Question

A double convex lens made of glass of refractive index 1.5 has both radii of curvature of 20cm. An object 2cm high is placed at 10cm from the lens. Find the position, nature and size of the image.

Answer 1

Hint: As a first step, one could read the question carefully and hence note down the given values as per the sign convention. Then you could recall the lens maker's formula, using which you would find the focal length of the lens which you could further substitute in the lens formula to get the image distance.
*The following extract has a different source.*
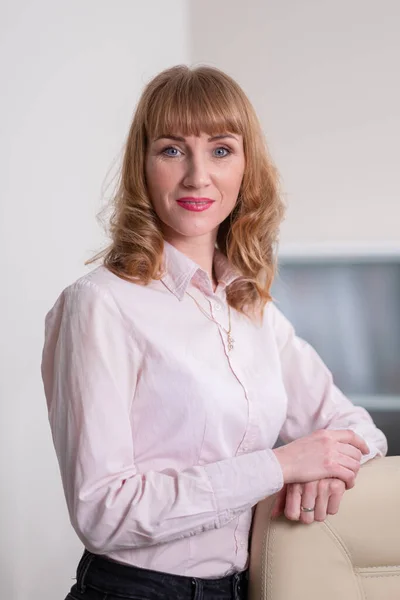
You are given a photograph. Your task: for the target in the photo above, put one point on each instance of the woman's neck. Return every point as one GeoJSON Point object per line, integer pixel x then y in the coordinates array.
{"type": "Point", "coordinates": [199, 249]}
In order to get the nature of the image formed, one could use the formula for magnification.
Formula used:
Lens maker’s formula,
$\dfrac{1}{f}=\left( \mu -1 \right)\left( \dfrac{1}{{{R}_{1}}}-\dfrac{1}{{{R}_{2}}} \right)$
Lens formula,
$\dfrac{1}{f}=\dfrac{1}{v}-\dfrac{1}{u}$

Complete answer:
In the question we have a double convex/biconvex lens of same radii of curvature 20cm, that is,
${{R}_{1}}={{R}_{2}}=20cm$
The object distance is given to be 10cm from the lens to the left, that is,
$u=-10cm$
Now we have the height of the object given as,
${{h}_{o}}=2cm$
Let us assume that the incident ray comes from air with refractive index 1 on to glass of refractive index 1.5. Now let us recall lens maker’s formula which is given by,
$\dfrac{1}{f}=\left( \mu -1 \right)\left( \dfrac{1}{{{R}_{1}}}-\dfrac{1}{{{R}_{2}}} \right)$
Now let us substitute the given values by following sign convention to get,
$\dfrac{1}{f}=\left( 1.5-1 \right)\left( \dfrac{1}{20}+\dfrac{1}{20} \right)=\dfrac{1}{20}$
$\Rightarrow f=20cm$
Now let us recall the lens formula,
$\dfrac{1}{f}=\dfrac{1}{v}-\dfrac{1}{u}$
Now let us substitute the given values to get,
$\dfrac{1}{20}=\dfrac{1}{v}-\dfrac{1}{-10}=\dfrac{1}{v}+\dfrac{1}{10}$
$\Rightarrow \dfrac{1}{v}=\dfrac{1}{20}-\dfrac{1}{10}=\dfrac{-10}{200}$
$\therefore v=-20cm$
So we found that the image is formed on the left side of the mirror, hence it is a virtual image. Now from the expression for magnification we have,
$m=\dfrac{-{{h}_{i}}}{{{h}_{o}}}=\dfrac{-v}{u}$
$\Rightarrow {{h}_{i}}=\dfrac{v}{u}\times {{h}_{o}}=\dfrac{-20}{-10}\times 2$
$\therefore {{h}_{i}}=4cm$
Therefore, we found that the image formed of the object is erect.

Note:
Let us discuss the sign conventions which played a very important role in the above solution. All the measurements made to the left of the optic centre are taken negative and those to the right are taken positive. And the measurements above the principal axis are positive and those below are negative.